Charlie Durkee

No. 10, 15
- Position: Kicker

Personal information
- Born: June 25, 1944 (age 81) Tulsa, Oklahoma, U.S.
- Listed height: 5 ft 11 in (1.80 m)
- Listed weight: 165 lb (75 kg)

Career information
- High school: L. D. Bell (Hurst, Texas)
- College: Oklahoma State
- NFL draft: 1966: undrafted

Career history
- Dallas Cowboys (1966)*; New Orleans Saints (1967–1968, 1971–1972);
- * Offseason and/or practice squad member only
- Stats at Pro Football Reference

= Charlie Durkee =

American football player (born 1944)

Charles Michael Durkee (born June 25, 1944, in Tulsa, Oklahoma) is an American former professional football player who was a placekicker for the New Orleans Saints of the National Football League (NFL). He played college football for the Oklahoma State Cowboys. In 1967, Durkee became the first kicker for the expansion Saints.

Durkee was with the Saints in 1967 and 1968, and again in 1971 and a portion of the 1972 season. He did not play in the NFL in 1969 or 1970.

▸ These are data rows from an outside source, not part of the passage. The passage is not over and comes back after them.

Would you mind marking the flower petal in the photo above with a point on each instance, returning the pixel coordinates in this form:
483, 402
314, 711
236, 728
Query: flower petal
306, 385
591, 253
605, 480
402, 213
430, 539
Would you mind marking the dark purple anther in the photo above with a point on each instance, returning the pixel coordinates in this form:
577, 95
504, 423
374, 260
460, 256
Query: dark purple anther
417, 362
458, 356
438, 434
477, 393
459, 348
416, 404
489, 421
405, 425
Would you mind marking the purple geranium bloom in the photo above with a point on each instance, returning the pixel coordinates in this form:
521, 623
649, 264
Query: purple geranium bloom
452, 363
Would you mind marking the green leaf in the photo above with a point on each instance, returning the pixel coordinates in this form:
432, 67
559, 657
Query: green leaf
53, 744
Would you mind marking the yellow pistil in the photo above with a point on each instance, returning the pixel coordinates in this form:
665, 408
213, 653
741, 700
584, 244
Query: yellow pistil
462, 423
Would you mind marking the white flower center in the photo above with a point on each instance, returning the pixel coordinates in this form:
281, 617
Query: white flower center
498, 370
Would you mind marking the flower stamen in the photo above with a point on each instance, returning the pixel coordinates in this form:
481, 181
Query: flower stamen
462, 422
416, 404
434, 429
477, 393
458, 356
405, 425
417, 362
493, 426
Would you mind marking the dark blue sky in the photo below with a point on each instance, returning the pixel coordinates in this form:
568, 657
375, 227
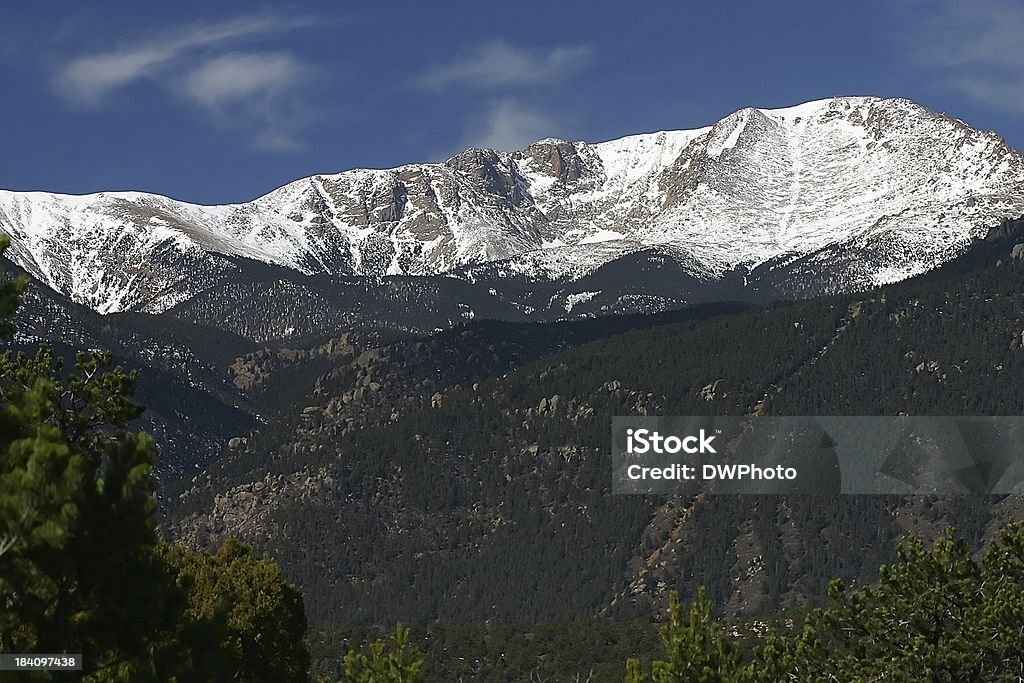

Durkee's most productive season was in 1968, when he was responsible for 84 points as the Saints' kicker. He made 19 of 37 field goal attempts and 27 out of 27 extra points. However, the Saints would use Tom Dempsey in 1969 and 1970. Although Dempsey made a 63-yard field goal to win a game against Detroit in 1970, an NFL record at the time, he was traded by the Saints to the Philadelphia Eagles in 1971. Durkee then returned to the Saints, serving as their kicker in 1971 and part of the 1972 season.